Peterson, who turned 31 Friday, is among the best-known murder defendants in the country, thanks to relentless media and a compelling story. A former jail trusty said Peterson spends his days in a dank cell, watching TV, reading fan and hate mail, and sometimes playing chess with other inmates.
The transition has been well-documented and little-understood.
Most accounts portray Peterson's early life as unremarkable. Youngest of seven children. Star of the high school golf team. Charming and confident -- or arrogant and pompous, depending on who's doing the remembering.
Peterson briefly attended Arizona State University, returning when his parents moved from San Diego a few miles north to Solano Beach. Eventually he enrolled at California Polytechnic State University, San Luis Obispo, where he met Laci Rocha while waiting tables at a cafe.
They married and owned a sports bar and grill, The Shack. Eventually they sold it and moved to Modesto, closer to Laci's family.
Friends have said Scott Peterson appeared devoted to his pregnant wife and had made a room in their home a nursery. Witnesses said he was troubled and anxious when Laci disappeared on Christmas Eve.
Others questioned his cool demeanor in the ensuing weeks, as hundreds of volunteers searched for Laci and camera crews descended. He participated, but some observers said he seemed detached.
Scott Peterson, who had denied romantic involvement with other women, eventually admitted a romance with Fresno massage therapist Amber Frey.
He claimed he told his wife of his affair in December. He said, "It was not a positive, obviously. It's inappropriate, but it was not something that we weren't dealing with."
Partial phone records later revealed that he continued to talk with Frey regularly for four weeks after she went public.
Pundits increasingly had a field day with Scott Peterson's story and actions.
He said he went sturgeon fishing alone on San Francisco Bay on Christmas Eve, in a 14-foot boat. He sold Laci's Land Rover and bought a truck, and contacted a realty agent about selling the house -- all before her body was found near the spot where he said he fished.

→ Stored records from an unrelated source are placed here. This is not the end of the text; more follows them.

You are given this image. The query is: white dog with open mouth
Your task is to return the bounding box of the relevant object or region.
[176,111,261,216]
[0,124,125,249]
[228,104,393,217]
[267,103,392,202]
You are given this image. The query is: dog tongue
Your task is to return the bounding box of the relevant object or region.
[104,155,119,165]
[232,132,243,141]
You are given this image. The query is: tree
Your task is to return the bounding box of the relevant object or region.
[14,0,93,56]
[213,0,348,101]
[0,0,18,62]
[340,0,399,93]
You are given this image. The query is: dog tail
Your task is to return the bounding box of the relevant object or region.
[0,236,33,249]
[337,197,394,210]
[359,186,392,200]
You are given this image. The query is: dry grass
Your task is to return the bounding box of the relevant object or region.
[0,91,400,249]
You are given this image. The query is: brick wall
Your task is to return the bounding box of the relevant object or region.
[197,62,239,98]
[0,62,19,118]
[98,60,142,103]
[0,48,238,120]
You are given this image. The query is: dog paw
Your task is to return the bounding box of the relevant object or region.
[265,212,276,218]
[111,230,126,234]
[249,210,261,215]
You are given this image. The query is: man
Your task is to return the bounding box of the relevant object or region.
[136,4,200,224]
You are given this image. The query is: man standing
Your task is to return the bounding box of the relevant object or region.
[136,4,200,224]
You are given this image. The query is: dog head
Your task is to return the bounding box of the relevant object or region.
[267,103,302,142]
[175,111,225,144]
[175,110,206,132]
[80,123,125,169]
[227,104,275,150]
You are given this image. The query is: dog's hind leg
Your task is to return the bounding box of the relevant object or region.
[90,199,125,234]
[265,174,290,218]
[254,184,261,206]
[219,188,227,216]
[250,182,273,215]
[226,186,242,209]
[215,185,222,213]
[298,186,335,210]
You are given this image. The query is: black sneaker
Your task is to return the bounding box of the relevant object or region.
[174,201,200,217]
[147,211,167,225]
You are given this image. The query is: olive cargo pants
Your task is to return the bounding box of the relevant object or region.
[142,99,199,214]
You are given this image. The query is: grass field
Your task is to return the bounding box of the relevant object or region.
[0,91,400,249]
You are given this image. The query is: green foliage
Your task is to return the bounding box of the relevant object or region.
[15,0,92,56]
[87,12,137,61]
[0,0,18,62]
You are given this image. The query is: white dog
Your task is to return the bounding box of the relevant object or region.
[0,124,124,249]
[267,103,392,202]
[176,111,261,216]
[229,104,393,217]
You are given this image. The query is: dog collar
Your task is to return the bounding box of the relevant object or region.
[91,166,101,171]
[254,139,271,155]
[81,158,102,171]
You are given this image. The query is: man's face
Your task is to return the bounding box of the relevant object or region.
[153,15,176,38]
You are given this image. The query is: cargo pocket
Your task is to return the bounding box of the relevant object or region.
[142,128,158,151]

He appeared frustrated when police searched his home, removing loads of items -- including guns, The Bee learned. When authorities arrested him April 18 near San Diego, his hair and new goatee were blondish-orange, and he had more than $10,000 in cash and his brother's identification.
Peterson has appeared much thinner at recent court appearances. Occasionally he turns to smile wearily at family members -- a very different man from the one the world discovered 10 months ago.